降りしきる雨音は彼女にとって聴衆からの称賛の声でもあるのです。
どこかコミカルな響きを感じる泣き声の擬音。
吉澤嘉代子さんのインディーズ時代の名曲『ユートピア』でも使用されていました。
「ハクション大魔王」など昭和のアニメ作品で聞かれたこの泣き声。
恋の終わりを一種コメディーのように前向きに感じさせる効果もあるのでしょう。
何度目の『最終回』だっただろう...
私はいつもすぐに最終回
映画版の話なんて馬鹿はよして
出典: 最終回/作詞:吉澤嘉代子 作曲:吉澤嘉代子
『最終回』で筆者がもっとも気になってしまったのが2番のこのフレーズです。
主人公である女性は幾度となく『最終回』を迎えていることが示唆されます。
そして破局までの道程がいつも短いことも...。
この女性にとってのラブストーリーは連続ドラマではなくショートストーリーなのでしょう。
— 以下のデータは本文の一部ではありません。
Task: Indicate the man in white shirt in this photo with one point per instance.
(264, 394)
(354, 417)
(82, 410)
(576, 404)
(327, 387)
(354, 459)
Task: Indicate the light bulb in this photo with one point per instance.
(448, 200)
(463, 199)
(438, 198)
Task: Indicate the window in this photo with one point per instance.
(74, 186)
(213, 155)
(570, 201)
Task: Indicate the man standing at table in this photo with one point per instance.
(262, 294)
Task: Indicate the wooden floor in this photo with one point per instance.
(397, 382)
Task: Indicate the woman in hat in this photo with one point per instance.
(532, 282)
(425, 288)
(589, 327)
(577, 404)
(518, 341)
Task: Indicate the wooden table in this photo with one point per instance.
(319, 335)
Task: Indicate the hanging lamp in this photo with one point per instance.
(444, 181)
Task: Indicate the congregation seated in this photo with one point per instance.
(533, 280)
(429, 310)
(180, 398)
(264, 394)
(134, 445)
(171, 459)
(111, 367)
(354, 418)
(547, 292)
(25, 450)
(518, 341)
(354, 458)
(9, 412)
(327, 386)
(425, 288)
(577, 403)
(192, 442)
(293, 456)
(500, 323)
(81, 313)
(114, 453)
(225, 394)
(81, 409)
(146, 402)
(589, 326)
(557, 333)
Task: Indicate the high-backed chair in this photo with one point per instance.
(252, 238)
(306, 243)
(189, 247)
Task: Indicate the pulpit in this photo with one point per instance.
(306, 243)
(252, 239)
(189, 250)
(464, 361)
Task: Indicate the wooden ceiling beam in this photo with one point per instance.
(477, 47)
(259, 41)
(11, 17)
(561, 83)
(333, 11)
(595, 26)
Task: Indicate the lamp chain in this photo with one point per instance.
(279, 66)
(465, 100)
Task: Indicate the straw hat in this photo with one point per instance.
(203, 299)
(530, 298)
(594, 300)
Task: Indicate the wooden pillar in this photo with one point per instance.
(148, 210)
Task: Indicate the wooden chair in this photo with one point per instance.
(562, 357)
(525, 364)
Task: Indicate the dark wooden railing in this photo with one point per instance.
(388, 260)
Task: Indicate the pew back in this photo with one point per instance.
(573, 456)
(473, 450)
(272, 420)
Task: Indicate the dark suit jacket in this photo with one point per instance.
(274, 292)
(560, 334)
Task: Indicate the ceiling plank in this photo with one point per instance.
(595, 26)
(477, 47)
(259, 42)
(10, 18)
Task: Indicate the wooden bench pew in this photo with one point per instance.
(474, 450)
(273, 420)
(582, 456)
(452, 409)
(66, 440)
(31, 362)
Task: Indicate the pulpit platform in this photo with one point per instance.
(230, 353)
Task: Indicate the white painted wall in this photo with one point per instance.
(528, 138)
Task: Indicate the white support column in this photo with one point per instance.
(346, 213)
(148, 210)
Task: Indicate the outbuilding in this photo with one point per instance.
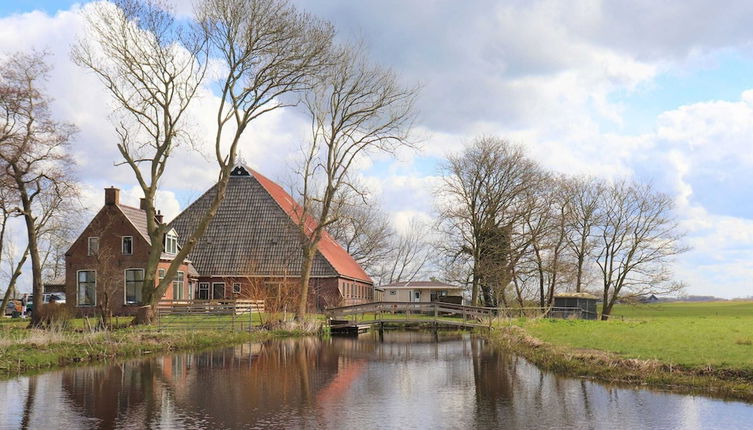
(574, 305)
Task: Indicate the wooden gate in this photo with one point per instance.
(206, 314)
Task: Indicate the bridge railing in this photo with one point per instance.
(441, 309)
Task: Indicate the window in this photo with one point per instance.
(134, 279)
(203, 291)
(127, 245)
(178, 286)
(171, 243)
(93, 243)
(86, 290)
(218, 290)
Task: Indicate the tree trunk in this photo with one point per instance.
(309, 253)
(605, 308)
(474, 285)
(12, 284)
(6, 298)
(37, 287)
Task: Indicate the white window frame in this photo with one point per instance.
(179, 277)
(125, 284)
(122, 245)
(89, 248)
(77, 288)
(223, 290)
(171, 243)
(208, 286)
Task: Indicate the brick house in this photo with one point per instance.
(105, 264)
(251, 249)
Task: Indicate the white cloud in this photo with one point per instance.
(542, 74)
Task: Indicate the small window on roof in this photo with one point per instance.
(93, 245)
(127, 245)
(171, 243)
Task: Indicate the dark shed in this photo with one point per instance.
(574, 305)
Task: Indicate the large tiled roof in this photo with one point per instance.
(254, 234)
(138, 219)
(421, 285)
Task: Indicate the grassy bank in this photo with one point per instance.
(25, 350)
(697, 347)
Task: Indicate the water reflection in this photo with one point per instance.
(403, 380)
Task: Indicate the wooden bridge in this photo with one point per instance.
(359, 318)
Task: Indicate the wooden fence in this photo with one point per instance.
(208, 314)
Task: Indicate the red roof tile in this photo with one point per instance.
(340, 260)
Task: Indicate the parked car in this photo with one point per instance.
(53, 298)
(46, 298)
(13, 305)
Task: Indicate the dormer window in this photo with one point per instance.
(127, 245)
(93, 246)
(171, 243)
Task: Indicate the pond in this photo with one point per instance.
(406, 380)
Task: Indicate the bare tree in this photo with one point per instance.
(548, 223)
(33, 154)
(356, 108)
(638, 237)
(8, 209)
(14, 266)
(583, 196)
(483, 204)
(153, 65)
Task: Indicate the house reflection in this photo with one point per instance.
(400, 380)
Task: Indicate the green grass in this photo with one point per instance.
(717, 335)
(24, 350)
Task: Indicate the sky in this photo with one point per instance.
(660, 92)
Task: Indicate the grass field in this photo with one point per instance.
(23, 349)
(715, 335)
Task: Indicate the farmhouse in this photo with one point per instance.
(250, 250)
(104, 267)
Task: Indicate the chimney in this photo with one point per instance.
(112, 196)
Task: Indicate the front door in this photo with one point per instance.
(218, 290)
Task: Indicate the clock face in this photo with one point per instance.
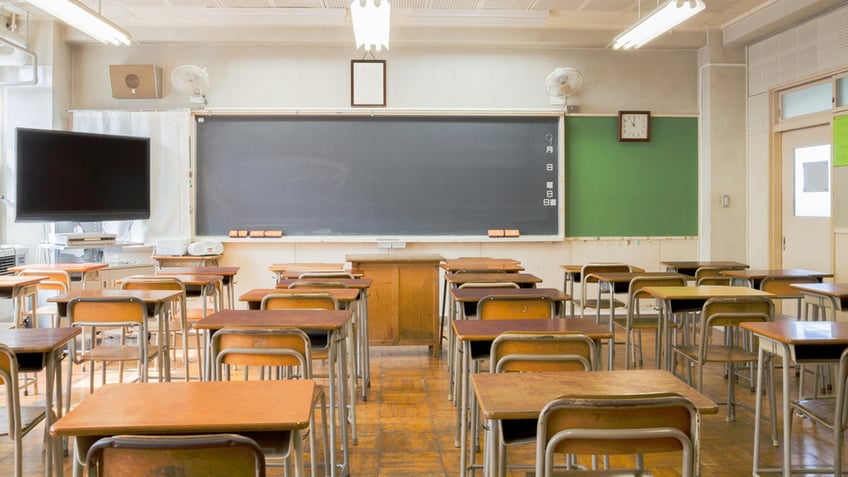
(633, 125)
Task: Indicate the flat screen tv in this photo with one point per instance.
(81, 177)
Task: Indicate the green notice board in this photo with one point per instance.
(631, 189)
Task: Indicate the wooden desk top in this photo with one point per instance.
(748, 274)
(802, 332)
(204, 407)
(393, 258)
(476, 294)
(343, 295)
(834, 290)
(523, 395)
(186, 258)
(703, 292)
(68, 267)
(328, 320)
(481, 264)
(15, 281)
(627, 277)
(37, 340)
(147, 296)
(358, 283)
(488, 330)
(223, 271)
(518, 278)
(306, 267)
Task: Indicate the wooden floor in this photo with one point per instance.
(406, 427)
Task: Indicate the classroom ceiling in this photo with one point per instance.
(433, 23)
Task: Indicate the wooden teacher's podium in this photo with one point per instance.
(403, 298)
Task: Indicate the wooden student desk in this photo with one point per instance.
(227, 274)
(752, 278)
(619, 282)
(474, 334)
(334, 322)
(363, 360)
(345, 296)
(165, 261)
(270, 412)
(79, 272)
(804, 342)
(678, 299)
(158, 299)
(823, 296)
(504, 396)
(42, 348)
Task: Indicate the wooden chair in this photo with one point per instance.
(188, 455)
(95, 315)
(634, 322)
(721, 340)
(58, 282)
(830, 412)
(178, 315)
(617, 425)
(281, 350)
(18, 420)
(588, 282)
(535, 352)
(712, 276)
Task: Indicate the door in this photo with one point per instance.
(807, 230)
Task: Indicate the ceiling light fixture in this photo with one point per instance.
(371, 23)
(661, 20)
(84, 19)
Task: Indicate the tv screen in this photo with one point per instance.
(81, 177)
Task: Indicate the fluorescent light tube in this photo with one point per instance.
(84, 19)
(661, 20)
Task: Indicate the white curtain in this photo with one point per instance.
(170, 158)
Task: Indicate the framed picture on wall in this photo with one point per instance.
(368, 83)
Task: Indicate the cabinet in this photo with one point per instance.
(403, 298)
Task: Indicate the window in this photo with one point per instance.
(812, 181)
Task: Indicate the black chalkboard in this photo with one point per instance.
(378, 175)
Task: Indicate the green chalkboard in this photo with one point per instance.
(631, 189)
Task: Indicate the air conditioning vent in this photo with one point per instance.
(11, 256)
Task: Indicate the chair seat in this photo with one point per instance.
(732, 354)
(31, 416)
(117, 353)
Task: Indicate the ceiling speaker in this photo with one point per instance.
(136, 81)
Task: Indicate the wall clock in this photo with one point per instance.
(634, 125)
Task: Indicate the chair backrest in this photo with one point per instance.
(314, 301)
(535, 352)
(499, 284)
(618, 425)
(516, 307)
(107, 311)
(245, 346)
(729, 313)
(164, 456)
(57, 280)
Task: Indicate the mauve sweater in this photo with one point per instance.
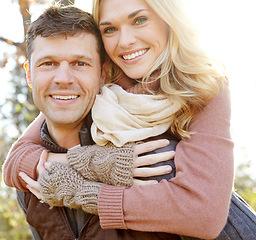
(194, 203)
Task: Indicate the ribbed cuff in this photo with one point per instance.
(110, 207)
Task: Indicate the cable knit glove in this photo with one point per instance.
(109, 164)
(64, 186)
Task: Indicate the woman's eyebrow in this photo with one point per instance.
(131, 15)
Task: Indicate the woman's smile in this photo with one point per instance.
(134, 37)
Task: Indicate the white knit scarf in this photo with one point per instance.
(121, 117)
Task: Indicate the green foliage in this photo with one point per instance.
(245, 185)
(13, 225)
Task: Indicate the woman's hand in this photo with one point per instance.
(32, 185)
(140, 161)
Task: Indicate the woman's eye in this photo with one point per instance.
(80, 64)
(47, 64)
(109, 30)
(140, 20)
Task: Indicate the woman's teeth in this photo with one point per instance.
(64, 97)
(134, 55)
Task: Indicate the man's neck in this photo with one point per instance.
(66, 137)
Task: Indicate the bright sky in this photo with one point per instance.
(229, 32)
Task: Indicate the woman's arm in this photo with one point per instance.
(197, 198)
(29, 145)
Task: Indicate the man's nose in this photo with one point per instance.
(127, 38)
(63, 74)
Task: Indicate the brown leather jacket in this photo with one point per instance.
(53, 224)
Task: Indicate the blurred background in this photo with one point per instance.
(228, 32)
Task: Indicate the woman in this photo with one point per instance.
(187, 75)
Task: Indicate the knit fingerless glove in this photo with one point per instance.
(109, 164)
(62, 185)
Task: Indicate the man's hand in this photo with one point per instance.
(33, 186)
(140, 161)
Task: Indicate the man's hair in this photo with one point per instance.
(63, 21)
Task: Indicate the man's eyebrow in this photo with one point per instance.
(131, 15)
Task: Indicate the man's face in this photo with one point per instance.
(65, 76)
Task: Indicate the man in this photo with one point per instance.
(65, 55)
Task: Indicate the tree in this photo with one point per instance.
(16, 113)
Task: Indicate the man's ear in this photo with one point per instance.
(103, 74)
(27, 69)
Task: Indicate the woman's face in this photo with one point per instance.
(134, 35)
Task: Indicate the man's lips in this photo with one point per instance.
(133, 55)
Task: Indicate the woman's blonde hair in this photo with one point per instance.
(187, 73)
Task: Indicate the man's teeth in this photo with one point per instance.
(134, 55)
(65, 97)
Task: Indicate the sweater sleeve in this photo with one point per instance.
(24, 156)
(197, 198)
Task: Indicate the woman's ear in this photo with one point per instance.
(103, 74)
(27, 69)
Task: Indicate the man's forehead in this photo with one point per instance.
(75, 46)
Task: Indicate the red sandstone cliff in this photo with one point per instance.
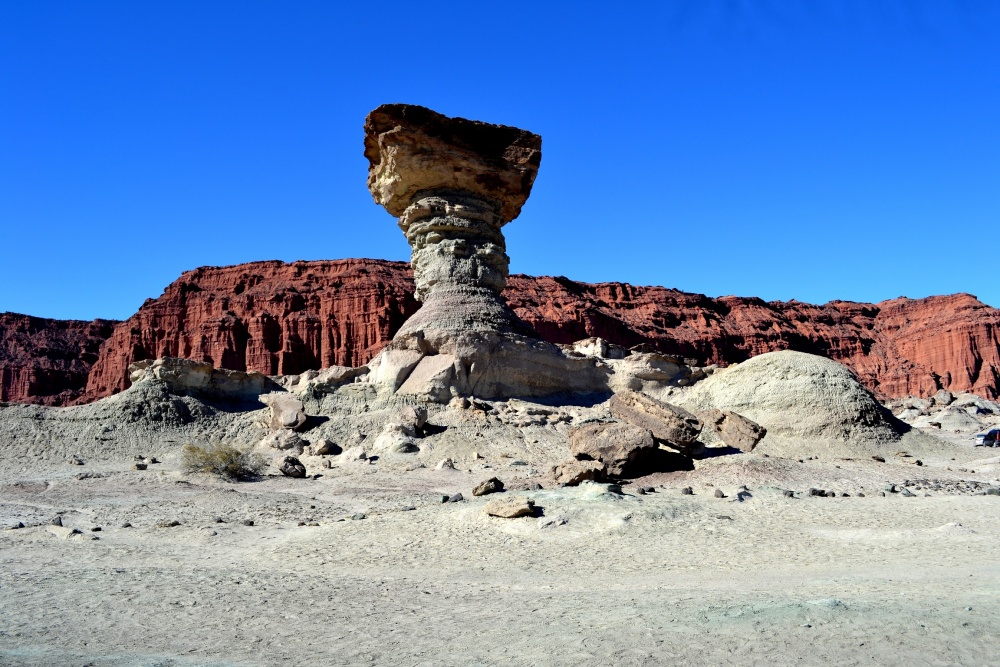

たとえ聴衆が見惚れるようなストーリーでも「劇場版〇〇」なんてもっての他です。
主演女優賞は私のもの
主演女優賞は渡さないのさ
私しかいないドラマの中で
ワンショットでキメるわ
出典: 最終回/作詞:吉澤嘉代子 作曲:吉澤嘉代子
幾度となく経験してきた恋愛ドラマの『最終回』。
彼女はその時々に苦悩し泣き叫びました。
喜びも悲しみも、そして怒りも...様々な感情が彼女の内側に滞留しています。
彼女の心はその度に痛みに苦しめられたことでしょう。
しかしその痛みこそが彼女が主演女優賞を勝ち得た証なのです。
「そんじょそこらのリア充女子には譲れないわ、だって私が主演女優だから」
今日がどん底でも明日がある♪
オンオンオロロン オンオンオロロン 女は泣く
紙吹雪散らして ド派手にいきましょ
オンオンオロロン オンオンオロロン 女は笑う
いつか傷も癒えて 誰かに話したとき
笑いの一つでも取れたなら お釣がくるわ
出典: 最終回/作詞:吉澤嘉代子 作曲:吉澤嘉代子
このドラマに続編なんて、ましてや劇場版なんて真っ平よ。
恋愛が終わる時、誰もがそう思ってしまうでしょう。
しかし心にパックリと開いた傷口もいつか修復される日が来るのです。
一通り泣き終えた彼女は笑顔を浮かべます。
そしてポジティブな思考を感じさせる最後のフレーズ。
「どん底の今日を最終回にして、明日からはまた新しいドラマを始めよう」
吉澤嘉代子さんはこんな想いを込めて『最終回』を描きました。
女優は強く美しい。
たとえ滑稽に見えようと逞しい生き様を見せること。
それが主演女優賞を勝ち取る方法なのでしょう。